I’m going with Pulp Fiction, for a laundry list of unrelated and obscure reasons, which I’ll happily explain in my ongoing attempts to be an unapologetic pretentious motherfucker.

  1. It was made in America, by an American, from his original screenplay. Relax, the Tarentino fawning ends right there (mostly).

  2. It’s a homage to pulp fiction, a very American writing/publication style (although someone is going to tell me it’s based on Noh theater or some fucking thing. GET A LIFE INTERNET NERD).

  3. It’s a series of main plotlines that dribble over into each other, like our collective heritage.

  4. Many argue the first effort was better, albeit less accessible and grim (like Britain!).

  5. It’s NOT pointlessly vulgar or violent, otherwise it would be more like Japan. The vulgarity and violence is plentiful, though.

  6. Also unlike Japan, the perverts are the bad guys, but some of the criminals are be the good guys.

  7. It is, however, pointlessly racist, even though it’s brimming with all sorts of people.

  8. As it film, it’s pretty recent, like our nation.
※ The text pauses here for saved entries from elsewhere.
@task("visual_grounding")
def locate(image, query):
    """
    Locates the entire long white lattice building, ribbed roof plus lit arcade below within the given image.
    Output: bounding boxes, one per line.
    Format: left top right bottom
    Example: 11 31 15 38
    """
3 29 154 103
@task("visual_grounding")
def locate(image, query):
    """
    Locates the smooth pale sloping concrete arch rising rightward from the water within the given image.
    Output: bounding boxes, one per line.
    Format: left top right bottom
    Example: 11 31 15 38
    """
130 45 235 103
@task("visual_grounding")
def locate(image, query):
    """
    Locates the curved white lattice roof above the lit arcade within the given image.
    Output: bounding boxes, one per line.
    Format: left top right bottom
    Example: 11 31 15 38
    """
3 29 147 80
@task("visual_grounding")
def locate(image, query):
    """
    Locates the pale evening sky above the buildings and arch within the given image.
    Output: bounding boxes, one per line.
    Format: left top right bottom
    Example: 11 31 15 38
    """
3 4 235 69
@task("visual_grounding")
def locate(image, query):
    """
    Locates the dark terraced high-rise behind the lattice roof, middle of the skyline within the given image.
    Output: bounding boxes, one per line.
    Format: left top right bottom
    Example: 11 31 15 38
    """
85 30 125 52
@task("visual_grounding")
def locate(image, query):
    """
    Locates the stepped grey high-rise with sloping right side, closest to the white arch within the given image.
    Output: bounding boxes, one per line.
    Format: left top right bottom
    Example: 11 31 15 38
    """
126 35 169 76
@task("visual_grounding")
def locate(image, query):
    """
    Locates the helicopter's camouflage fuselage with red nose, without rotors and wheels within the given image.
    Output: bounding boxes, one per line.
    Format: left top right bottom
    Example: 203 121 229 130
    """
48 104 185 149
  9. It’s far edgier to say you hate it than admit it’s done pretty well and has influenced modern film signicantly (perhaps far more than it ought to).
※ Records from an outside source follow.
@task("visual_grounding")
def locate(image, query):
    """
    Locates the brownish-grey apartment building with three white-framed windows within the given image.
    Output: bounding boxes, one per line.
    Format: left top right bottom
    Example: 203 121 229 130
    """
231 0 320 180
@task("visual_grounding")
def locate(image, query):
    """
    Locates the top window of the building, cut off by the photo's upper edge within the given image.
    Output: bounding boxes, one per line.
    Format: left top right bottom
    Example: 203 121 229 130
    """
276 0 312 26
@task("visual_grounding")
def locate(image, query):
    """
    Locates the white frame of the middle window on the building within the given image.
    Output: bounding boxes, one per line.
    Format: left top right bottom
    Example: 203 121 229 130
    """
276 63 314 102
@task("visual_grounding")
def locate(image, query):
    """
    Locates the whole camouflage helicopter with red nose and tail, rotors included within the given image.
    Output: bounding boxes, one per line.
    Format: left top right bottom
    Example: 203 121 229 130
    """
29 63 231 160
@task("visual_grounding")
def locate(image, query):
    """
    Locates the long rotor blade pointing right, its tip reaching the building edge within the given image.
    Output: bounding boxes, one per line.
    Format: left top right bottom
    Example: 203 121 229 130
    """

  10. The bold (Sameul Jackson’s character) and the underdog (Bruce Willis’ character) triumph the greatest.

  11. It tries mightily to make up what it lacks in substance with style.

  12. It’s littered with retreads and remakes (the diner, the soundtrack, John Travolta).
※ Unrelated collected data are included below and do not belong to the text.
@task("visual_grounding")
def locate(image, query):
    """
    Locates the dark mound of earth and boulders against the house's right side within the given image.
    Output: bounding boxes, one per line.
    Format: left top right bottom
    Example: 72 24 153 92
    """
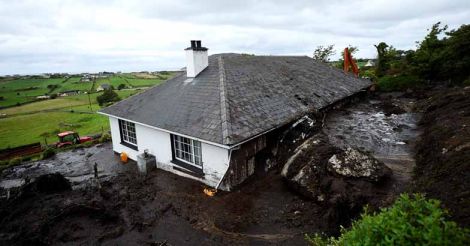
282 134 391 232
  13. Lastly, and no offense, but everyone’s heard of it.

Citizen Kane, you youngsters!

Strangelove.

The Stupids, without a doubt…

“Fools thought I was a bush…”

Hmm, or maybe it’s just stupid to try and pin down a single best film?

-AM Urbanek

The Godfather (and the sequel - I kind of consider them the same film in 2 parts)

Two-Lane Blacktop is amazing. It’s basically the American Bicycle Thief.

The Godfather 1 and 2

or

the original Star Wars trilogy.

Can’t get more American than Star Wars.

etc

I could never pick just one, so I won’t. Here’s a list by category.

Drama: Casablanca. Can’t believe no one’s mentioned it yet.

SciFi: got to agree with Star Wars. Other films are far more meaningful and “important” (like Bladerunner), but none are as fun.

Comedy: tough. Really tough. I can’t pick between Being There, Strangelove, The Jerk, The Gold Rush, and Stripes.

Action: Raiders

War: Tora! Tora! Tora! barely beats Platoon and Saving Private Ryan

Romance/Romantic Comedy: The Philadelphia Story

Costume Drama: The Lion in Winter

Movie starring Muppets - The Muppet Movie

Documentary starring Andrew Bub: Death of a Cheesehead :P

What, no porn entry?

C’mon, it has to be The Big Lebowski.

Barton Fink

What are you talking about Dave? There’s no such documentary I… what? What are all these cameras doing here? Who are you people? Is that a giant cheese grater? Hey! ow! Ow!!!

Mwahahahahah. MWAHAHAHAHA!

The greatest movie ever made in the US or any other country is “Rat Pfink a Boo Boo,” directed by the great Ray Dennis Steckler and starring Vin Saxon (a.k.a. rockabilly also-ran Ron Haydock) and Titus Moede (who later became a big-time porn director).

http://www.rottentomatoes.com/m/RatPfinkandBooBoo-1017208/preview.php

I’d also give the nod to Pulp Fiction, and have some other supporting reasons.

It has a '50s restaurant.

“It’s not a bike, it’s a chopper.”

Many of the characters have that enterprising “make a quick buck” attitude.

Mandatory Vietnam reference.

Much ado about Christian religion.

Some good films mentioned here.

I’d throw The Graduate into the ring.